Based on the alignment of HiFi reads to the H9 assembly, HMM-Flagger classified 99.29% of the diploid assembly (6.06 Gbps) as a reliable haploid sequence. Regions flagged as assembly errors were rare, totaling 5.45 Mbps (0.09%), and collapsed regions totaled 4.10 Mbps (0.07%). The genomic coordinates of these low-confidence regions were used to define a low-confidence annotation track in the final assembly.
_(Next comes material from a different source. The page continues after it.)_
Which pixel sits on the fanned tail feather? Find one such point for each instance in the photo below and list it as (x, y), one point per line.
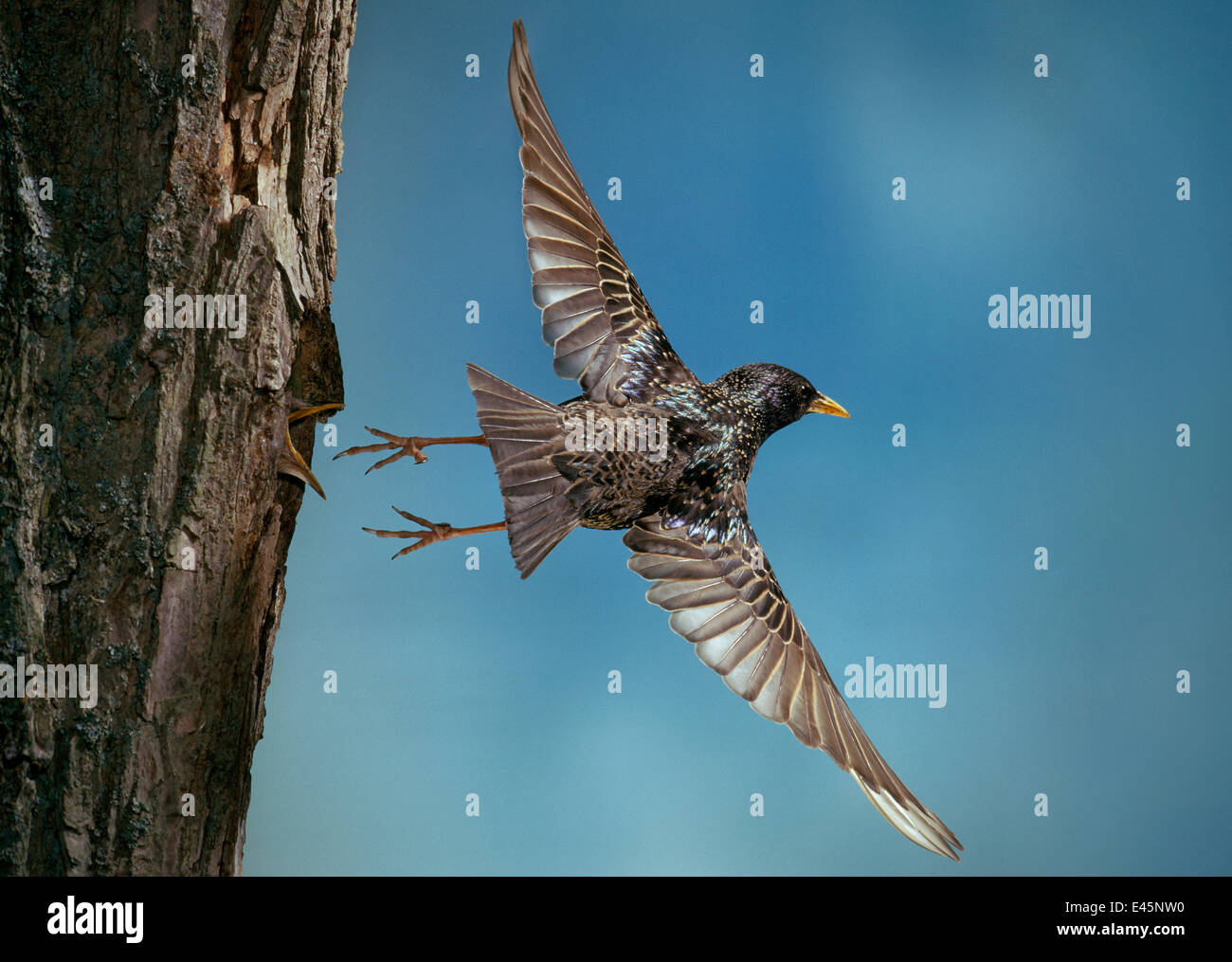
(522, 434)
Gene completeness was determined by Compleasm using mammalia_odb12 as the gene dataset. Compleasm identified 99.11% complete genes in both haplotypes, with a small difference in duplicated genes (0.7% in haplotype 1; 0.69% in haplotype 2). The missing genes are 0.04% and 0.03%, while the fragmented ones are 0.15% and 0.16% for haplotype 1 and haplotype 2, respectively.
...
...
...
...
...
Publicly available ATAC-Seq raw data, generated from H9 cells undergoing early neural differentiation (Bioproject: PRJNA1235757) were downloaded to perform chromatin accessibility analysis across H9 haplotypes. Specifically, we downloaded paired-end ATAC-Seq data from 10 samples, with the following accession numbers: SRR32687946, SRR32687947, SRR32687948, SRR32687949, SRR32687950, SRR32687951, SRR32687952, SRR32687953, SRR32687954, and SRR32687955.
Scripts are available in the "Chromatin accessibility analysis" folder within this repository.
Warning
This repository is under current editing.